"I can't even give you any kind of guess," said Farnsworth. He smiled rather grimly. "So far, we have had no failures. Our mortality rate is a flat zero. We have never lost a patient because we've never had one. As I told you, this will be the first time the operation has ever been performed on a human being. Or, rather," he corrected himself, "I should say series of operations. This is not one single—er—cut-and-suture job, like an appendectomy."
"All right, then, call it a series of operations," the young man said. "I assume each of them has been performed individually?"
"Not exactly. Some of them have never been performed on any human being simply because they require not only special conditions, but they require that the steps leading up to them have already been performed."
"You don't make things sound very rosy, Doctor."
"I'm not trying to. I'm trying to give you the facts. Personally, I think we have a better than ninety percent chance of success. I wouldn't try it if I thought otherwise. With modern mathematical methods of analyzing medical theory, we can predict success for such an intricate series of operations. We can predict what will happen when massive doses of hormones and enzymes and such are used. But medicine still remains largely an art in spite of all that.
"In parallel operations, performed on primates, our results were largely successful. But remember that not even every human being has the genetic structure necessary to undergo this particular treatment, and a monkey's gene structure is quite different from yours or mine."

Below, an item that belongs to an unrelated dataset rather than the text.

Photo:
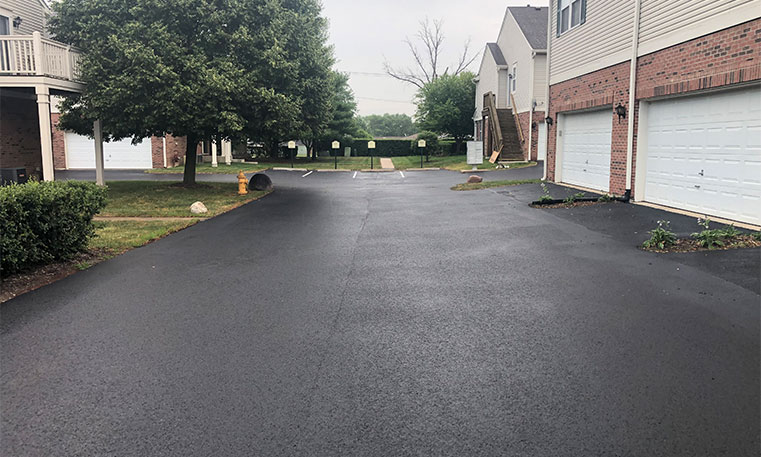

"I'll just ask you one question," the young man said firmly. "If you were being asked to undergo this treatment, would you do it?"
Dr. Farnsworth didn't hesitate. "All things considered, yes, I would."
"What do you mean, 'All things considered'?"
"The very fact that the Nipe exists, and that this is the only method of dealing with him that is even remotely possible would certainly influence my opinion," Farnsworth said. "I might not be so quick to go through it, frankly, if it were not for the fact that the future of the entire human race would depend upon my decision." He paused, then added: "I would hesitate to go through with it if there were no Nipe threat, not because I would be afraid that the operations might fail, but because of what I would be afterward."